Brooks spends a little bit less time on Logan Tom and the Gypsy Morph. First off, we do find out early on what happened to Hawk and Tessa and how they lived (assumption at the end of the previous novel is that they lived...Hawk is the Gypsy Morph after all). I won’t tell exactly how they lived, but Brooks revisits a well used Shannara occurrence which tends to give lost characters a chance to refresh and refocus. Yes, that one. Again, by this point it feels forced. Overused.

The biggest problem of The Elves of Cintra is Middle Book Syndrome. Brooks is moving his characters around to put them into set places to have a chance to run a conclusion in the next volume. This is the case with most, if not all, trilogies, but when the reader FEELS M.B.S. occurring, that’s when it gets frustrating.

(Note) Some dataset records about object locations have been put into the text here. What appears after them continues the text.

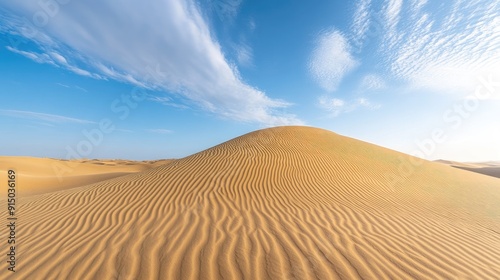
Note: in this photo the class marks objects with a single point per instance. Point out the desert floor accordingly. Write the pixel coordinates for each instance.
(279, 203)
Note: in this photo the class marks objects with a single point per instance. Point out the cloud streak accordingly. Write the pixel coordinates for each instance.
(442, 50)
(331, 60)
(336, 106)
(168, 45)
(43, 117)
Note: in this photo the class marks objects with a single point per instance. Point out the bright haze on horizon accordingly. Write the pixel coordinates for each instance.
(164, 79)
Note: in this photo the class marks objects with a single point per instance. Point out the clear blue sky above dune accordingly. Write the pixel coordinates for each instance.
(162, 79)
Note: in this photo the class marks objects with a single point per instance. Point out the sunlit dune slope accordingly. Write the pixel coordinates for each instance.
(486, 168)
(42, 175)
(279, 203)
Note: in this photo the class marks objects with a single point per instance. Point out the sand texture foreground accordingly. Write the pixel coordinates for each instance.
(280, 203)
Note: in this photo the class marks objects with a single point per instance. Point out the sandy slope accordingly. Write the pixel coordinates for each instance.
(281, 203)
(42, 175)
(486, 168)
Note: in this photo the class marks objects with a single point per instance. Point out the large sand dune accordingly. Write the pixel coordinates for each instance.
(486, 168)
(280, 203)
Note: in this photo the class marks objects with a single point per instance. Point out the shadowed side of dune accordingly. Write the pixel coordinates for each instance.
(280, 203)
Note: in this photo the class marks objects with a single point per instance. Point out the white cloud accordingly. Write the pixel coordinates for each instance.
(43, 117)
(331, 60)
(443, 53)
(166, 45)
(372, 82)
(160, 131)
(361, 21)
(37, 57)
(335, 106)
(244, 54)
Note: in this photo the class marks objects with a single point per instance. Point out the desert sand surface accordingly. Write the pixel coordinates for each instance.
(279, 203)
(486, 168)
(42, 175)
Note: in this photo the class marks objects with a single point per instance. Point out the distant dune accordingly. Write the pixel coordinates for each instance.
(486, 168)
(279, 203)
(42, 175)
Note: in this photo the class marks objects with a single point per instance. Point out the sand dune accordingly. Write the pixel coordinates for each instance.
(280, 203)
(42, 175)
(486, 168)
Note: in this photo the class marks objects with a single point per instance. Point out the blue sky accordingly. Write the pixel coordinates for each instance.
(167, 78)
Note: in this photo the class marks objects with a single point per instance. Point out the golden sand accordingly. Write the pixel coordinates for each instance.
(279, 203)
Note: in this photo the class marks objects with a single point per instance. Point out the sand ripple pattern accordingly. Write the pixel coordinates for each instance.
(280, 203)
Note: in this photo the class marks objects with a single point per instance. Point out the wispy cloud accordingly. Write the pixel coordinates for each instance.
(441, 49)
(168, 101)
(331, 59)
(225, 9)
(372, 82)
(244, 54)
(160, 131)
(336, 106)
(361, 21)
(43, 117)
(179, 52)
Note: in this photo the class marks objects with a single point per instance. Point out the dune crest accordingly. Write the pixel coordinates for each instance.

I felt it.

What did work, I thought, was when Logan Tom met another Knight of the Word, a fallen Knight. We got hints of what can happen when a Knight loses his or her way in the Word / Void trilogy with John Ross’s dreams, and here we get a “real life” example. It’s interesting to see the madness of having all that power but a loss of faith. But what I want to know is when did the Word start calling so many Knights? The way Word / Void read was that only one was called at a time, though of course that is silly, too. Why did there only need to be one Knight? The sense from John Ross in Word / Void, though, was that only one Knight at a time (like one Slayer at a time).

The description that I had enjoyed so much in Armageddon’s Children has either been stripped back or I just missed it here. There is no longer a sense of place, of any place. I can visualize parts of the climb Angel makes near the end, but that’s about it. Are we back to Brooks telling the tale as fast as possible, trying to entertain but missing a good core of storytelling? Possibly. Maybe this is just an aberration and Brooks will be able to close out the trilogy with a bang.

I’m not so sure.

Terry Brooks was part of my beginnings as a fantasy reader and unlike other fantasists of that era (David Eddings and Piers Anthony), Terry Brooks has at least maintained the ability to tell a story in a fairly entertaining manner without repeating himself over and over again. I have been reading Terry Brooks for about as long as I have been reading fantasy (call it 15 years) and while I do not believe Brooks is at the height of his powers anymore, I understand that aspects of my taste in reading and fantasy have changed, too. No longer does a fast paced story with little or no detail about the characters, setting, place, world, and magic do it for me. I need more, something else. Maybe that is it. But I thought Brooks hit a homerun with Armageddon’s Children. It wasn’t a perfect novel, but it was a satisfying one. That was only a year ago. What changed? Terry Brooks has become very hit and miss and my thought is that the closer he gets to Shannara the faster he tells his stories and the less detail he provides, the less rich his storytelling becomes. It was only, I believe, the fact that Armageddon’s Children was very near a Word / Void novel that Terry Brooks gave the level of detail and, dare I say, care to the novel that he had not done since Angel Fire East.

That’s what I think.

Now that The Elves of Cintra is closing in on Shannara due to the inclusion of Elves AND because Brooks already set the scene with Armageddon’s Children...we’re not going to get the detail from A.C. Brooks is done with it and is back to a novel a year as fast as he can write and telling the fast paced story that he wants to tell.

I wish he’d slow down.

I can’t argue with the man’s success, but I know Terry Brooks could be so much better. He WAS so much better. A man has a right to make his living in any legal way he chooses, and Brooks is doing just that. He is telling the stories he wants to tell in the manner in which he wants to tell them. But he could be so much better. He WAS so much better. It’s disappointing, to say the least, but the novels are still just good enough to want to know what happens next and see how Brooks will connect the pieces and because the novels go down so easily, there is no gag reflex. They just don’t taste as good as they used to.